Rainy afternoons call for ginataang mais, a Filipino porridge of young corn kernels and malagkit rice cooked in coconut milk.
Long-grain glutinous rice keeps its shape better than short-grain, which tends to break down and turn mushy by the time the ginataan thickens. We suggest using fresh corn for its natural sweetness, but canned sweet corn will work fine in a pinch. Adding coconut cream at the end provides extra creaminess and flavor.
- 1 cup glutinous rice, preferably long-grain
- 4 cups water
- 3 cups coconut milk
- ½ cup white sugar
- 3 cups fresh corn kernels
- 1 cup coconut cream
Combine rice, water, and coconut milk in a large pot over high heat, stirring to mix. Once boiling, stir the mixture again to avoid rice from clumping. Reduce the heat to low and maintain a simmer.

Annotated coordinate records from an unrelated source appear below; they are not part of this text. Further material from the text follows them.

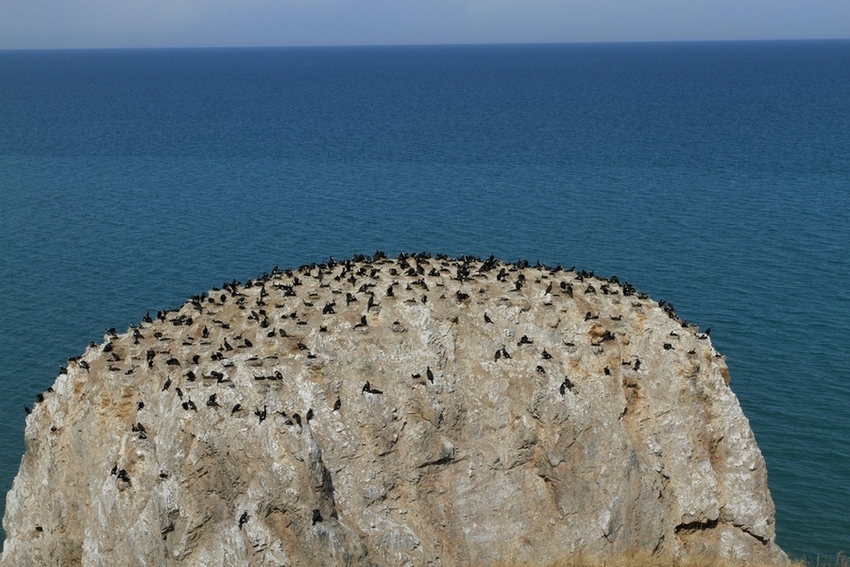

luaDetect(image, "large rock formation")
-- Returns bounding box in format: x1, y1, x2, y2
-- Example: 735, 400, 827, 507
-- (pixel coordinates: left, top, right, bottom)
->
0, 254, 785, 566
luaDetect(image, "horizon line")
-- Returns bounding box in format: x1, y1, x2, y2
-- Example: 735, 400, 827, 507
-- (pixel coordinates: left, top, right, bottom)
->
0, 37, 850, 52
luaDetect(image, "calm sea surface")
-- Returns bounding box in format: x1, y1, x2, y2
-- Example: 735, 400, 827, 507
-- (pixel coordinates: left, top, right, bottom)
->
0, 41, 850, 557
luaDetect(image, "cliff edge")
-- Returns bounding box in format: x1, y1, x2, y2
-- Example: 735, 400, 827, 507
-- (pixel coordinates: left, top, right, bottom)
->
0, 253, 787, 566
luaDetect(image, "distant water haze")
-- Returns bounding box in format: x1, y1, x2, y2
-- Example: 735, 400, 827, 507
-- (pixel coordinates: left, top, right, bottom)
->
0, 0, 850, 49
0, 41, 850, 556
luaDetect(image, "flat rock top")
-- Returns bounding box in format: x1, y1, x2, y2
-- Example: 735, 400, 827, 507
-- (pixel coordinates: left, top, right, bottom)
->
2, 254, 784, 565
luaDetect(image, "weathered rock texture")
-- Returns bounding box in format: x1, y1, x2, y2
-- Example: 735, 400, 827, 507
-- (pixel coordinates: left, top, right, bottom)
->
0, 254, 785, 566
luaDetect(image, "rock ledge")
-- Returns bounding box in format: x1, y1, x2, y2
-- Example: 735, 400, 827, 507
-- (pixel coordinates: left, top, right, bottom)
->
0, 253, 787, 566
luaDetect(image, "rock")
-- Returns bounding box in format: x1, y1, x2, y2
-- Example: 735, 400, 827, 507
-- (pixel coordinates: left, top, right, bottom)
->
0, 254, 787, 566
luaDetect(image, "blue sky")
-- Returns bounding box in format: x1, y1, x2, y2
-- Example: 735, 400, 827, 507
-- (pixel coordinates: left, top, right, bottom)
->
0, 0, 850, 49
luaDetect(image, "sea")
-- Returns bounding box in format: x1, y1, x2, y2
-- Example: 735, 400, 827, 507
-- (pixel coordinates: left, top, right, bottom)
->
0, 40, 850, 560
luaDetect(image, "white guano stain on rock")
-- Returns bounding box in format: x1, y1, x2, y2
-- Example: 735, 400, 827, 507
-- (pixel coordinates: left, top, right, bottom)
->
0, 254, 786, 566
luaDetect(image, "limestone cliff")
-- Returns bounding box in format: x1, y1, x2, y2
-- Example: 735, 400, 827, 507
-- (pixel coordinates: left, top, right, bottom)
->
0, 254, 785, 566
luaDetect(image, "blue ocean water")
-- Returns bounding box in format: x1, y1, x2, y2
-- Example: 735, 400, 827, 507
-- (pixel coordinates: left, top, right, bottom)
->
0, 41, 850, 557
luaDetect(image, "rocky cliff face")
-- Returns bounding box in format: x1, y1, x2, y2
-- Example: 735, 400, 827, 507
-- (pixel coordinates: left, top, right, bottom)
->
0, 254, 785, 566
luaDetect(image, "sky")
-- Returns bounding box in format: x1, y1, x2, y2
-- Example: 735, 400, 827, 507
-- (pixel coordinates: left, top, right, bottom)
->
0, 0, 850, 49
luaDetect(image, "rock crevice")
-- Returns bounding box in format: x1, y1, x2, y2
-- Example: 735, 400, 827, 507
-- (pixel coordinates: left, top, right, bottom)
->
0, 254, 786, 566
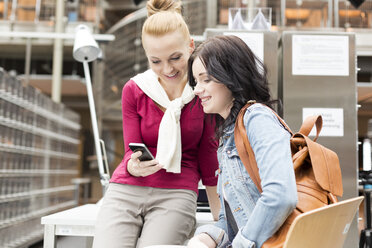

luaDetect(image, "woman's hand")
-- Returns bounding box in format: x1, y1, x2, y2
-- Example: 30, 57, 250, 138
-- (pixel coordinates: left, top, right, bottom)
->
187, 233, 217, 248
127, 151, 163, 177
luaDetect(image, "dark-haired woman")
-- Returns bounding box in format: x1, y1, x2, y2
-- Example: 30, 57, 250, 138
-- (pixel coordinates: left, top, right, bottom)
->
188, 36, 297, 248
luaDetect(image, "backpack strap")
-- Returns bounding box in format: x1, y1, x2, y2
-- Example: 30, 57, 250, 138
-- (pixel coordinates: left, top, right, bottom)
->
234, 100, 293, 193
234, 101, 262, 193
298, 115, 323, 141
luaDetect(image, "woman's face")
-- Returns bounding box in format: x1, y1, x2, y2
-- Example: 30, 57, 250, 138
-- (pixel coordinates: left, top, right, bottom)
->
143, 31, 194, 85
192, 58, 233, 119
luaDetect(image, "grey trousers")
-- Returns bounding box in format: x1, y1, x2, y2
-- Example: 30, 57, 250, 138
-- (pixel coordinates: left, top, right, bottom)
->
93, 183, 197, 248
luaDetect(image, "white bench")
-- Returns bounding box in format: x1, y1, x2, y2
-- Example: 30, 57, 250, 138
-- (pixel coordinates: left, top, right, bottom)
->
41, 203, 214, 248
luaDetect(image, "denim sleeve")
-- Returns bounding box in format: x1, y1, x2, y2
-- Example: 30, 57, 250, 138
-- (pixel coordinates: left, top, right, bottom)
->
240, 106, 297, 247
194, 202, 231, 248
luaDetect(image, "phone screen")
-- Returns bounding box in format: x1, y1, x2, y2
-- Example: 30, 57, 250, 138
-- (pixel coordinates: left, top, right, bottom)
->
129, 143, 155, 161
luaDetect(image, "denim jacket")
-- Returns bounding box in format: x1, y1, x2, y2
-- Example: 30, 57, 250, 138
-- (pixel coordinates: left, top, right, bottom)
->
196, 104, 297, 248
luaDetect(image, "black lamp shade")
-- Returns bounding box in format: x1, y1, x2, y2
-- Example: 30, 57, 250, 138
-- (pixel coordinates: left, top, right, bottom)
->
349, 0, 364, 9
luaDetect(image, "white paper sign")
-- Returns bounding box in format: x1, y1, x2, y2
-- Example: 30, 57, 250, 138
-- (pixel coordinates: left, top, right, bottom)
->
292, 35, 349, 76
302, 108, 344, 137
223, 32, 264, 62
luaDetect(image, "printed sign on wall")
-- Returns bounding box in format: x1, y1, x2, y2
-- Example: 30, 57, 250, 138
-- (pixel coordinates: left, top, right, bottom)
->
292, 35, 349, 76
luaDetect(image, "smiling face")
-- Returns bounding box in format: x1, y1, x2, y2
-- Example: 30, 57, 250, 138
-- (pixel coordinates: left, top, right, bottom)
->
192, 58, 233, 119
143, 31, 194, 86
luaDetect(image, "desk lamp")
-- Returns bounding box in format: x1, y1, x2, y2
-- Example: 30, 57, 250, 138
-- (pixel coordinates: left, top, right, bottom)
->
73, 25, 110, 195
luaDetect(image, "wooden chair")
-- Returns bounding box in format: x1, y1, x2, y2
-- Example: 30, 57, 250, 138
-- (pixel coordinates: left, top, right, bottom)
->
146, 196, 364, 248
283, 196, 364, 248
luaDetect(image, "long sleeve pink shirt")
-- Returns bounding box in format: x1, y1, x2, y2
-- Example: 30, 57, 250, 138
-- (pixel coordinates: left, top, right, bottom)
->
110, 80, 218, 193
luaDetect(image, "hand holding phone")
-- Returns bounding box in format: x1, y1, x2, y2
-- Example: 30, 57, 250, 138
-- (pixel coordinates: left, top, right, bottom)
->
129, 143, 155, 161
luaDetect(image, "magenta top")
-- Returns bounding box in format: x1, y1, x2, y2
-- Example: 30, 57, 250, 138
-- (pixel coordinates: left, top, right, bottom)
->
110, 80, 218, 193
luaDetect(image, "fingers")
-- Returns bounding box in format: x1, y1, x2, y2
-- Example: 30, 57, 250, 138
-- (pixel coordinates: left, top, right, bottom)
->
128, 151, 162, 177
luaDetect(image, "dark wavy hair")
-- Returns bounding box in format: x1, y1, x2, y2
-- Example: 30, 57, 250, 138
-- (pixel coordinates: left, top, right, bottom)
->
188, 35, 276, 137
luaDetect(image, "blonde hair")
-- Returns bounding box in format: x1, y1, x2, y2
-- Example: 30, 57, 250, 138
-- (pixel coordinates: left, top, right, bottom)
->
142, 0, 190, 39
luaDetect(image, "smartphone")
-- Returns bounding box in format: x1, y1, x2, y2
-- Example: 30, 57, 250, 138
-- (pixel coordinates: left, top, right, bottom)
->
129, 143, 155, 161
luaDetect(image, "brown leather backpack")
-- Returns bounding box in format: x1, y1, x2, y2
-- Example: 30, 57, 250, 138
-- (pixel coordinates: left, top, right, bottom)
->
234, 101, 343, 248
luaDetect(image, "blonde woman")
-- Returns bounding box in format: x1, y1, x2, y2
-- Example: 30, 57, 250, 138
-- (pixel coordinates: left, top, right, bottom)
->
93, 0, 219, 248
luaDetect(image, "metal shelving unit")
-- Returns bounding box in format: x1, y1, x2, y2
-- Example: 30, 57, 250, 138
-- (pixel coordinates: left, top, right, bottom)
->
0, 68, 80, 248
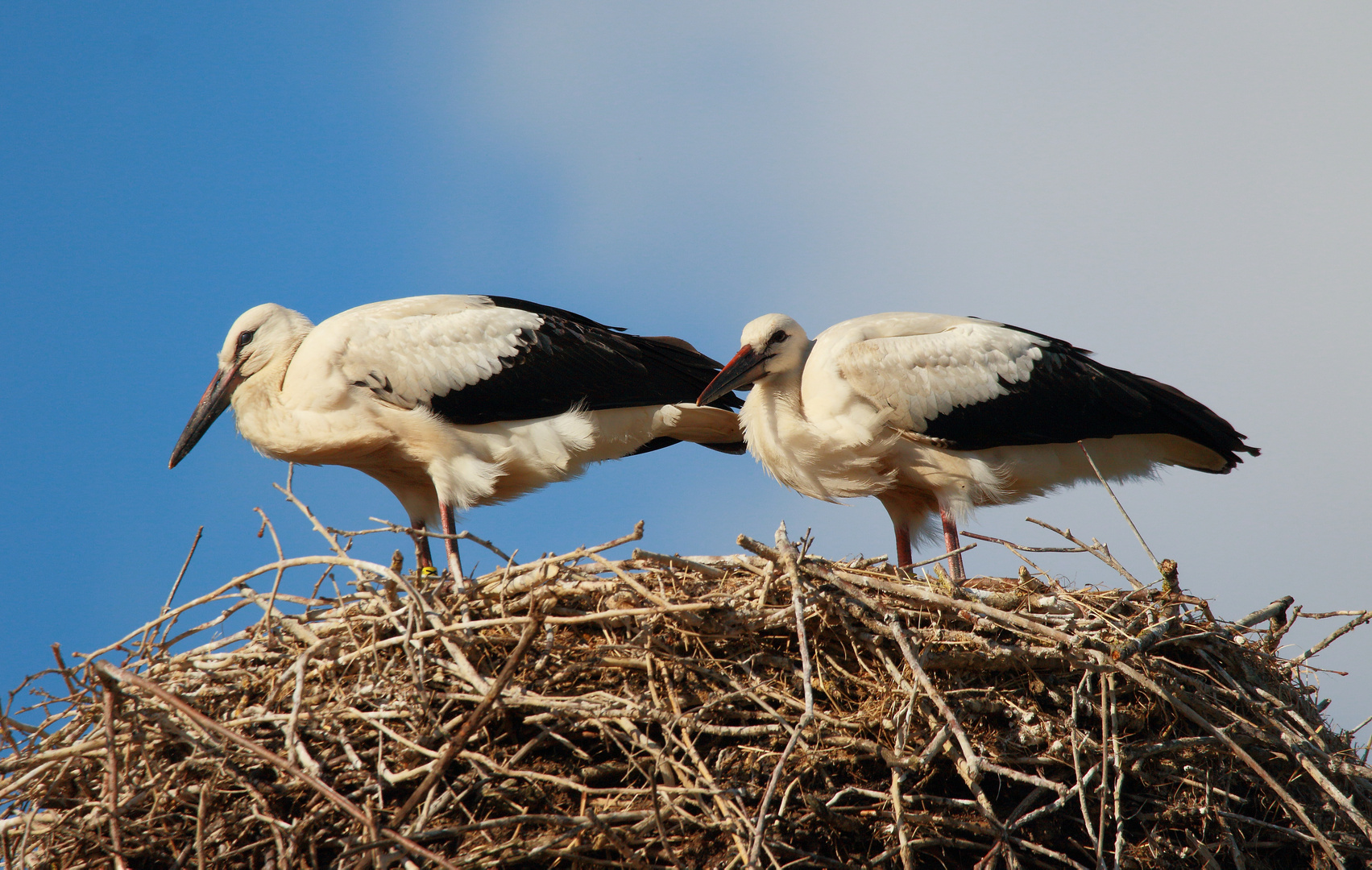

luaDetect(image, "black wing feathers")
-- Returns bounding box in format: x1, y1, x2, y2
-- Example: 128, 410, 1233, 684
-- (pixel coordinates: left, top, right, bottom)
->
923, 326, 1258, 470
431, 296, 741, 428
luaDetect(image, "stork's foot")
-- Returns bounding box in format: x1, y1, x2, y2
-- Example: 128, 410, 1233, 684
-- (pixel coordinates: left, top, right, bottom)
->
410, 520, 437, 578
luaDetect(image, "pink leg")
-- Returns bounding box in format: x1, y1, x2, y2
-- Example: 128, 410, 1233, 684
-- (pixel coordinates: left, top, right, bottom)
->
410, 520, 433, 576
439, 505, 462, 583
892, 523, 915, 568
939, 507, 968, 581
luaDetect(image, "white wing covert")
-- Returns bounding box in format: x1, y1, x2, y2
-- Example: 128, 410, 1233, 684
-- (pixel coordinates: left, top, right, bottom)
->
816, 314, 1047, 433
292, 296, 543, 408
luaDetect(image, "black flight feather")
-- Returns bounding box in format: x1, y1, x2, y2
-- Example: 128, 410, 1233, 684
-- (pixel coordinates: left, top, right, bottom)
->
923, 325, 1258, 474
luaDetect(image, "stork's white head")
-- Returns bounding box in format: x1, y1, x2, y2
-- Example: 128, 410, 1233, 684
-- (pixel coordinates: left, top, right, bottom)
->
695, 314, 810, 405
219, 302, 314, 379
168, 302, 314, 468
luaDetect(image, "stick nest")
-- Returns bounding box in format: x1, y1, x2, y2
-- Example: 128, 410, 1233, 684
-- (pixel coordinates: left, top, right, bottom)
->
0, 507, 1372, 868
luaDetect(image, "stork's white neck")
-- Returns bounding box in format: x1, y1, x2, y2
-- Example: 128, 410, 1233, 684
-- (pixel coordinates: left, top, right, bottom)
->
232, 340, 365, 464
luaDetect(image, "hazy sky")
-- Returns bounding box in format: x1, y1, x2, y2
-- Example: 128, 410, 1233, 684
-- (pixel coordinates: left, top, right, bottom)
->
0, 2, 1372, 726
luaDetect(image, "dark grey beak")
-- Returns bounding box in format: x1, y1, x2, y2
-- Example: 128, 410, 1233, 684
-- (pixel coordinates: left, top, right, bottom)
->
168, 365, 242, 468
695, 346, 773, 405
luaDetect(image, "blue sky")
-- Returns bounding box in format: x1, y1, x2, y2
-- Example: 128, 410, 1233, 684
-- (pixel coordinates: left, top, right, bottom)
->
0, 2, 1372, 724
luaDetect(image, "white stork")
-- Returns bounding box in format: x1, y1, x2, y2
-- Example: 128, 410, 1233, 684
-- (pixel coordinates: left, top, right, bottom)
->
697, 312, 1258, 576
168, 296, 744, 578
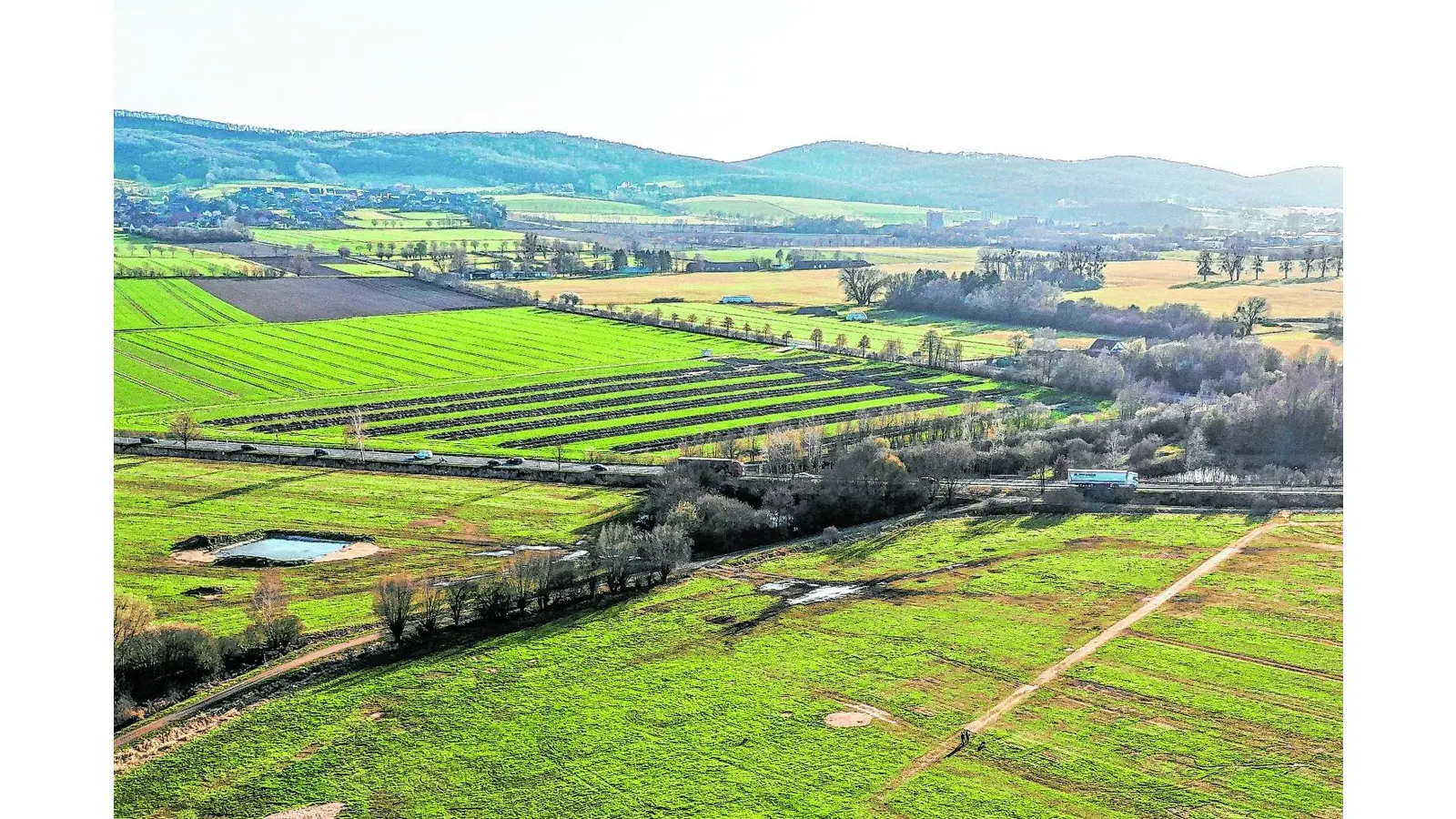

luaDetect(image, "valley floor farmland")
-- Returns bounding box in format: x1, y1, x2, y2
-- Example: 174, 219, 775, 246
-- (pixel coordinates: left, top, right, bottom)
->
115, 514, 1342, 819
112, 278, 258, 329
198, 277, 490, 322
114, 456, 638, 634
116, 308, 1071, 459
619, 301, 1092, 359
112, 233, 273, 278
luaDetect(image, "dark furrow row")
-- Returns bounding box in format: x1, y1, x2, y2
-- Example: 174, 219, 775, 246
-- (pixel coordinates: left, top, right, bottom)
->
422, 379, 843, 440
208, 364, 728, 427
612, 397, 958, 455
500, 390, 932, 449
249, 370, 774, 434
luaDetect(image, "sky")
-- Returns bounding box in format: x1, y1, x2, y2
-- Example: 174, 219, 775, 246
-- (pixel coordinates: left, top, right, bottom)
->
114, 0, 1347, 175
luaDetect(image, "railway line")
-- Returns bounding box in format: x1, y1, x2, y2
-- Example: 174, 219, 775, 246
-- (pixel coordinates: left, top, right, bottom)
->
112, 436, 1344, 499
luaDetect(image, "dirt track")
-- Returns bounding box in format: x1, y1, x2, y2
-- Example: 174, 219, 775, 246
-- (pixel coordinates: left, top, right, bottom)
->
879, 511, 1290, 802
111, 631, 380, 751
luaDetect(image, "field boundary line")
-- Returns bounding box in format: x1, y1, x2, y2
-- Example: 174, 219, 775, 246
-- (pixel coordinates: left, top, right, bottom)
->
111, 631, 380, 751
878, 510, 1290, 803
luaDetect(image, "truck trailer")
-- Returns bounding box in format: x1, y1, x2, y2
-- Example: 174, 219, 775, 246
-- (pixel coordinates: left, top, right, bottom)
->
1067, 470, 1138, 490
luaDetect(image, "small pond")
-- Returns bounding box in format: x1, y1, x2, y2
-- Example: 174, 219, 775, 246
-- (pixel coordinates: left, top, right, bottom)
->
216, 535, 352, 562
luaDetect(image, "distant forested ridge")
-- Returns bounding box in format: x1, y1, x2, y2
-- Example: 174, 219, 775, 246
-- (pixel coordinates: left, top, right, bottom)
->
114, 111, 1344, 221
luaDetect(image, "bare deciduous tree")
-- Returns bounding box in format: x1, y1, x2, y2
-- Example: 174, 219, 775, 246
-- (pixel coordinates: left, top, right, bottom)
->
1233, 296, 1269, 337
374, 572, 415, 642
112, 594, 155, 645
167, 412, 202, 450
638, 523, 693, 583
417, 574, 446, 635
446, 580, 479, 627
839, 267, 890, 306
344, 407, 369, 463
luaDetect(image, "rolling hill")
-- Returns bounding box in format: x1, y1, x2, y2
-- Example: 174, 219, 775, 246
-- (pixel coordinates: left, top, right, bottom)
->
114, 111, 1344, 221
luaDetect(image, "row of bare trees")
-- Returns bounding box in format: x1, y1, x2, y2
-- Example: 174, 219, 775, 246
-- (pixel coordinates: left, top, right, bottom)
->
1197, 245, 1345, 281
112, 569, 303, 723
374, 523, 692, 642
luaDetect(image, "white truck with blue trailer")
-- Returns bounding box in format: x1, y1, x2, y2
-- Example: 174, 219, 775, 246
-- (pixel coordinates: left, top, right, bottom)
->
1067, 470, 1138, 501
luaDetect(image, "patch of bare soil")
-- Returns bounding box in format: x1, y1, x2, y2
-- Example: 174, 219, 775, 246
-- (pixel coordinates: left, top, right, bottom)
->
313, 541, 383, 562
264, 802, 344, 819
112, 708, 242, 777
197, 271, 492, 322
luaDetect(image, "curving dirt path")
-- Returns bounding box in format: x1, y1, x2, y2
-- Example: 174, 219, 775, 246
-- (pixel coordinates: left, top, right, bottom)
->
879, 511, 1290, 802
111, 631, 380, 751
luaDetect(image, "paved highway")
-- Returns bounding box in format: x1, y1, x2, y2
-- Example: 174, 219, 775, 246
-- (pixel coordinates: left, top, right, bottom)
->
112, 436, 1344, 495
112, 436, 662, 475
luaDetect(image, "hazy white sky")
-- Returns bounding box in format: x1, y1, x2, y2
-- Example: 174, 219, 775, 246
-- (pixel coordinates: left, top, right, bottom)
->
115, 0, 1345, 175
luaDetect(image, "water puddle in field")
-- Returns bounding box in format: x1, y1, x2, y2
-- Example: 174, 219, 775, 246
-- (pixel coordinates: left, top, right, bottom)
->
172, 529, 383, 565
759, 580, 864, 606
214, 535, 354, 562
789, 586, 864, 606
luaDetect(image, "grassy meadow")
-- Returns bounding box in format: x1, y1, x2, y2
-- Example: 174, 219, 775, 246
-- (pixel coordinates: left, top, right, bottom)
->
112, 456, 638, 634
619, 301, 1092, 359
253, 223, 521, 254
115, 308, 763, 415
112, 278, 258, 329
112, 233, 273, 278
115, 514, 1341, 817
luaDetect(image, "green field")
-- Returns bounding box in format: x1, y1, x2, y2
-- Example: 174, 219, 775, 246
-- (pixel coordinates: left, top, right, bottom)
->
112, 278, 258, 329
115, 514, 1342, 817
619, 301, 1092, 359
114, 456, 638, 634
112, 233, 267, 278
253, 226, 521, 254
115, 308, 1071, 460
667, 194, 977, 225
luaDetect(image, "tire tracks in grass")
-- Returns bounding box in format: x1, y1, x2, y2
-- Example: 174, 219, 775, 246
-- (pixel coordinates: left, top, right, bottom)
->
111, 631, 380, 751
876, 511, 1290, 804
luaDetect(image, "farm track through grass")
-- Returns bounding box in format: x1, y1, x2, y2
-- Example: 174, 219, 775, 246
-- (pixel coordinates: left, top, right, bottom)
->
116, 514, 1340, 819
114, 456, 639, 634
116, 308, 1072, 460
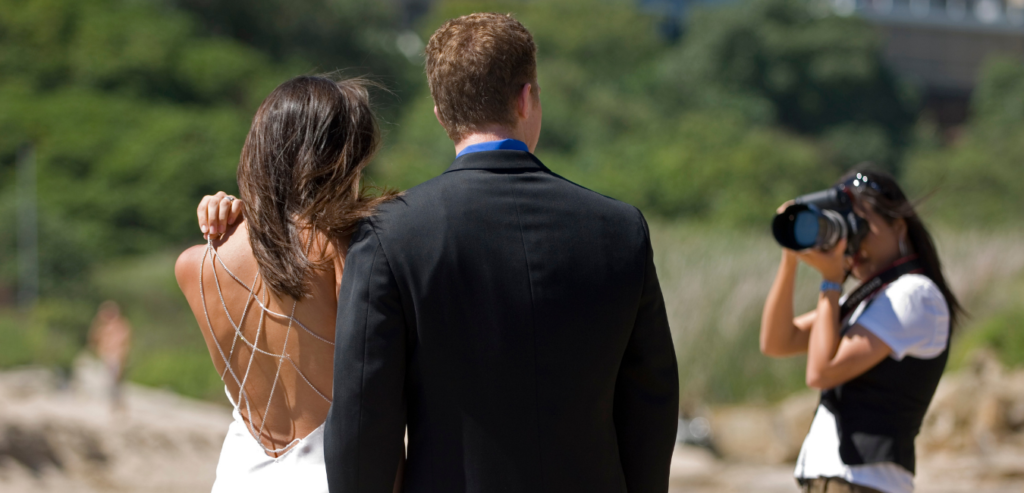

Continue cooking the porridge over low heat, stirring often to avoid scorching the bottom, until rice is tender, about 10–15 minutes.
Once the rice is tender, turn the heat all the way up to high and cook the rice, stirring vigorously to break up the grains and release the starches, until the mixture has thickened, about 10 minutes.
Reduce heat to medium. Stir in the sugar, corn, and coconut cream. Mix until well combined. Remove from heat and divide between bowls. Serve immediately.